Overall CO2 emissions reduced by -2.1% from 2020 to 2021
IBA, the aviation advisory and analytics company, has revealed its latest monthly Aviation Carbon Emissions Index in association with KPMG.
CO2 emissions in the commercial aviation industry averaged 143.7 grams of CO2 per-seat-per mile in December 2021. Overall carbon intensity per-seat reduced by -0.4% month on month from November to December 2021, and -2.1% year on year from 2020 to 2021.
2021 proved to be a challenging year for a sector reeling from the pandemic, but the industry is following a positive trend, with improving overall efficiency.
Whilst deliveries of new generation aircraft continue, the pandemic has hampered the pace at which they can enter service in airline fleets. As the recovery begins to ramp up through 2022 and beyond, IBA expects operators will continue to reactivate their dormant fleets as the requirement for capacity increases. This is likely to result in the global emissions figure creeping up slightly, before plateauing in the next 2-3 years as demand returns and stabilises.
Aircraft Efficiency Spotlight
The global share of emissions remains relatively unchanged for December with a broad increase of flights growing linearly for most types. This is with the exception of some newer generation narrowbodies such as the Boeing 737 MAX 200 that show a sharp uptick in month-on-month utilisation in December 2021 of 27%. However, the types overall contribution towards global emissions stands at less than 0.5%.
Looking ahead, there will likely be significant evolution of the fleet emissions share, with some of the biggest losers being the Airbus A319 (in favour of the Airbus A220-300) and the Boeing 777-200ER, which is likely to be phased out faster than expected.
The share in emissions for the Boeing 787 family is likely to stall for at least the next six months as Boeing indicates deliveries are unlikely to resume until deep into Q1 2022. This picture will change significantly over the coming years with the Boeing order book for the type standing at over 500 aircraft.

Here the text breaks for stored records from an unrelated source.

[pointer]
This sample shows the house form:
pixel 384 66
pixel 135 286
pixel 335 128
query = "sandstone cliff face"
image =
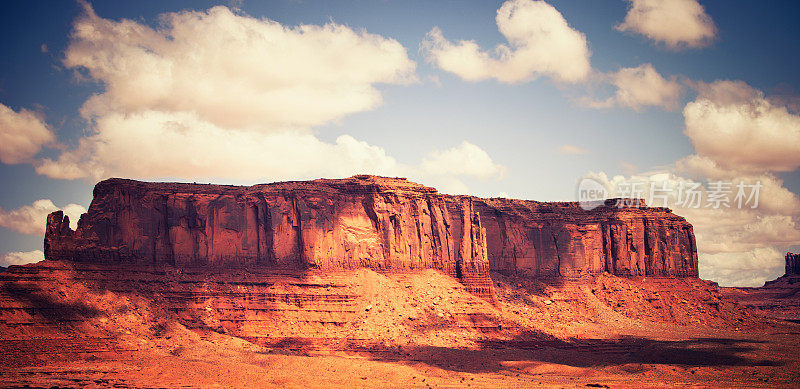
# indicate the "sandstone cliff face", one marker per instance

Lessor Efficiency Spotlight
Jackson Square Aviation ranked at the top of the lessor efficiency index with an average of 125g CO2 per-seat per-mile in December 2021. This was helped by a large portion of their portfolio consisting of Airbus A320-200neo and Boeing 737 MAX 8 aircraft at an average fleet age of just 5.7 years. However, with only just over 24 aircraft on the order books, Jackson Square Aviation may gradually slip down the ranking as Avolon Aerospace as an order book exceeding 220 aircraft.
Air Lease Corporation will experience a similar shift on an already positive efficiency figure, with over 300 aircraft currently on order consisting of predominantly Boeing MAX jets and Airbus A220-300s.

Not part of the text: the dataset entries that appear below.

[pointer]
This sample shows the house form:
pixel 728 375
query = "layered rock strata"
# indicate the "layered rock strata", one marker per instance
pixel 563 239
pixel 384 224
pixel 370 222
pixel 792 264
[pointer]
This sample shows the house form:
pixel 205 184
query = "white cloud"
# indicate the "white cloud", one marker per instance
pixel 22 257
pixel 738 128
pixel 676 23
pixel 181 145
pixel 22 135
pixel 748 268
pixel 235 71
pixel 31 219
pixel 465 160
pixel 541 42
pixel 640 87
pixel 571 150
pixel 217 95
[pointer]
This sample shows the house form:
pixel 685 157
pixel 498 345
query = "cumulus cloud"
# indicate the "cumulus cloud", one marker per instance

Airline Efficiency Spotlight
December 2021 sees the exit of Air Transat and the addition of TUI Airways to IBA’s airline efficiency ranking. TUI joins the ranking largely due to an uptick in 737 MAX 8 utilisation. As per IBA’s previous index release, Scoot remains high in the ranking due to a large portion of its Airbus A320-200ceo fleet remaining stored throughout 2020 and 2021.
IBA expects to see Wizz Air UK and its parent company remain at the top of the rankings in the coming years as Wizz Air gradually takes delivery of more Airbus A320neo family aircraft. The table below spotlights airline efficiency in the month of December 2021.
IBA Forecasts Major US Carriers’ CO2 Emissions for 2025
IBA used the unique scenario modelling capabilities of its Carbon Emissions Calculator to forecast the future CO2 emissions of these major US carriers. This exclusive feature allows users to compare the performance of portfolios, lessors and operators to provide actionable insights on current and future fleet composition and route improvements.
IBA predicts that Delta Air Lines, American Airlines, United Airlines and Southwest Airlines, the top four largest airlines in the US (also the top four largest airlines globally), will experience a significant downward shift in carbon intensity over the next 3 years.
Kieran O’Brien, Partner in Management Consulting and Lead Advisory Partner in the Aviation Finance and Leasing Practice at KPMG Ireland, affirms the importance of this month’s index and what it means for the future of the industry: “With 2% expected annual reduction with incremental engine improvements and their gradual roll-out through the global fleet, as opposed to the 5%+ type CAGRs needed to achieve the 2050 net neutral targets. This points to the need for SAF in short to mid-term and then wider portfolio definitions long-term.
“In terms of ESG and industry we expect 2022 to bring increased scrutiny over ‘greenwashing’. SEC has not released any mandatory climate risk disclosure rules, but we expect to anticipate further developments in early 2022. It is crucial any ESG strategy is underpinned by data and analytics, which is why we expect external data sources to develop significantly with ESG scoring tools and international standardisation leading the way – similar to the IBA’s platform.”